和离书落在地上,白纸黑字,格外醒目。永琪瞪大了眼睛,似乎不敢相信自己的耳朵。“你疯了?”他失声说道,“小燕子,你可知和离意味着什么?你一个女子,离了我,能去哪里?谁还会要你?”

“我去哪里,就不劳五阿哥费心了。”我冷冷地看着他,“有没有人要,也与你无关。总好过留在这皇宫里,看着你和别的女人卿卿我我,做你召之即来挥之即去的备胎。你当初的甜言蜜语,我一句也不会再信;你所谓的一见钟情,不过是一场笑话。”

“我没有把你当备胎!”永琪急了,上前想拉我的手,却被我侧身躲开。

“有没有,你自己心里清楚。”我语气坚定,“和离书我已经签了字,你签不签,都改变不了我要离开的决心。你若是识相,便痛快签字,从此我们桥归桥,路归路;你若是不签,我便去御前请旨,让全天下人都看看,你五阿哥是如何移情别恋,如何委屈嫡福晋的!”

永琪的脸色一阵青一阵白,看着我的眼神复杂至极,有震惊,有愤怒,还有一丝不易察觉的慌乱。他大概从未想过,那个对他言听计从、满心满眼都是他的小燕子,会有一天如此决绝地要离开他。

陈知画不知何时也来了,站在门口,脸色苍白。“姐姐,你怎能如此冲动?”她快步走进来,拉着我的衣袖,泫然欲泣,“和离之事非同小可,你若是离了五阿哥,日后可怎么办?都是我的错,你别怪五阿哥,要怪就怪我……”

“收起你那套惺惺作态的把戏。”我甩开她的手,语气冰冷,“我和永琪的事,与你无关。你想要的,已经得到了,就别再在这里假好心。”

陈知画被我怼得说不出话,眼圈红红的,看向永琪,满是委屈。

永琪看着我决绝的眼神,又看看一旁委屈的陈知画,终究是松了口。“好,我签。”他捡起地上的和离书,拿起笔,颤抖着签下了自己的名字。

落笔的那一刻,我仿佛看到原主的灵魂在一旁释然地笑了。那些年的痴情与委屈,终于在这一刻画上了句号。

我收好和离书,转身看向金锁:“收拾东西,我们走。”

金锁愣了一下,随即反应过来,喜极而泣:“小姐,我们去哪里?”

“去我们该去的地方。”我笑着说,目光望向宫外的方向。紫禁城的红墙再高,也困不住想要自由的心。没有了永琪,没有了这深宫大院,我照样能活得风生水起。

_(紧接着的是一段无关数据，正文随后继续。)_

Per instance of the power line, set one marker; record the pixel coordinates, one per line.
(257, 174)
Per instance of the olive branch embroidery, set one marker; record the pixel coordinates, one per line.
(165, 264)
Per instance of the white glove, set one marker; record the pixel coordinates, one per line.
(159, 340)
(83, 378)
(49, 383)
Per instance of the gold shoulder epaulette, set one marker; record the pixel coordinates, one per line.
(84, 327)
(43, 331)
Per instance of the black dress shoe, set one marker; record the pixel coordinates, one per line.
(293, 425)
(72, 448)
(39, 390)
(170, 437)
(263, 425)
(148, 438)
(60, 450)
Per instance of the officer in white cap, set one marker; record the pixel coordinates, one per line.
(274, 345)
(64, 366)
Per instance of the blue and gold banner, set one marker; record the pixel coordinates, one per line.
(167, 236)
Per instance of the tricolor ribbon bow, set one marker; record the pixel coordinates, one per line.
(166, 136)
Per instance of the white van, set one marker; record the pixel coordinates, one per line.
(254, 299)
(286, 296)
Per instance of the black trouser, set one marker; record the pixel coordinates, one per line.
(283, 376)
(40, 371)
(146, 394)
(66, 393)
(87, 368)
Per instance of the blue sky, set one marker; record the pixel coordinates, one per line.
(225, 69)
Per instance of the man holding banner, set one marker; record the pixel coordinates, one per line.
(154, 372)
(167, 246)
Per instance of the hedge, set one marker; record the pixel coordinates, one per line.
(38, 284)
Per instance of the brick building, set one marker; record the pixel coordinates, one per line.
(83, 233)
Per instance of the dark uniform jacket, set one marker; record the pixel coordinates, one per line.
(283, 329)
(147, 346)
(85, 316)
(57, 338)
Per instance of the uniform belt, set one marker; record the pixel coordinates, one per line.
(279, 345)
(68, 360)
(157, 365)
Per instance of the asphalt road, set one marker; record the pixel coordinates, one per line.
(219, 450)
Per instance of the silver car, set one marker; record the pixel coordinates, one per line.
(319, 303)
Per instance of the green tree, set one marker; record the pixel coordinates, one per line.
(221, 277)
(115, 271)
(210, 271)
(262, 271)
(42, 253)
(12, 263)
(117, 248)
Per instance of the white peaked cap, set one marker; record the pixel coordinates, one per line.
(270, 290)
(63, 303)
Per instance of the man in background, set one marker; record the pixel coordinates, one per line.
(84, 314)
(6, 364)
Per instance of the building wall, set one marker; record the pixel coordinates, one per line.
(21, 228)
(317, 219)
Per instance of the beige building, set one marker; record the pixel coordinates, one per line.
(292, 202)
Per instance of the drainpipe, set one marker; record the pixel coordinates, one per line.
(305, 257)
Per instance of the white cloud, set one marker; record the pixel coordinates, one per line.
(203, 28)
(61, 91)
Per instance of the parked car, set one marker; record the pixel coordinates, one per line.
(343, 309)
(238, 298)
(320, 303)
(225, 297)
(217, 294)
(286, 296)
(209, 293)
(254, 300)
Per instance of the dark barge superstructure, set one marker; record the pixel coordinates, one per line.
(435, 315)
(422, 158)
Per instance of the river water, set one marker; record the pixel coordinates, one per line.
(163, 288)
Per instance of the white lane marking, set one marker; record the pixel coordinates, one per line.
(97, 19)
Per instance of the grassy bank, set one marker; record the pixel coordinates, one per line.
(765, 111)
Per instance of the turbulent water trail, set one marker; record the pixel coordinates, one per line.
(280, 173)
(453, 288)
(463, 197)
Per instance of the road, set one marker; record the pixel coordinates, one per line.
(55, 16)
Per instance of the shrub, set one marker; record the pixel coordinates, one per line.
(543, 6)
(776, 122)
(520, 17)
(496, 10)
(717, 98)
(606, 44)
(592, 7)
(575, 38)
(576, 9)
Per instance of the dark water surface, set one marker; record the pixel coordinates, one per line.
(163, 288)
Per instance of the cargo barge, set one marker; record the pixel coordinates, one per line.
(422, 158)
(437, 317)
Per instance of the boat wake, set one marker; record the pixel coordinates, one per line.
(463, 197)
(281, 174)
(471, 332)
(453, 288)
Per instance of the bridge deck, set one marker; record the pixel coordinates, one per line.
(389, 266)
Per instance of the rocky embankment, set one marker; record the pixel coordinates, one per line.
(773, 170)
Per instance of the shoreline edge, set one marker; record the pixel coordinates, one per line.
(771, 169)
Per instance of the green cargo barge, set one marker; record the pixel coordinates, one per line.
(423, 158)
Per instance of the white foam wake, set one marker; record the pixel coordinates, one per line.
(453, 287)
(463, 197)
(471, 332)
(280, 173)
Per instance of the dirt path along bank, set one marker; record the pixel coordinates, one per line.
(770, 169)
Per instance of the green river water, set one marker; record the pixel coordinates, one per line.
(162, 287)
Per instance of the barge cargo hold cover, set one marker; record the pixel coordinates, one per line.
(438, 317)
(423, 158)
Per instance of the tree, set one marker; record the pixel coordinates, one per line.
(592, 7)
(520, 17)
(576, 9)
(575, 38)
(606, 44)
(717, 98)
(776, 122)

永琪看着我毫不犹豫的背影,心里竟莫名地升起一丝慌乱。他想开口叫住我,却发现自己什么也说不出来。他一直以为小燕子离不开他,可如今,她却走得如此干脆利落,仿佛他们之间那些年的情谊,不过是过眼云烟。

我没有回头,也没有留恋。对于一个把我当备胎、移情别恋的渣男,不值得浪费一丝一毫的感情。陈知画想要他,那就让他们在这深宫里互相折磨吧。而我,要带着原主的希望,去拥抱属于自己的自由与新生。

走出宫门的那一刻,阳光洒在身上,温暖而耀眼。我深吸一口气,空气中没有了宫墙的压抑,只有自由的味道。往后余生,我再也不是爱新觉罗永琪的嫡福晋,也不是谁的备胎,我只是小燕子,为自己而活的小燕子。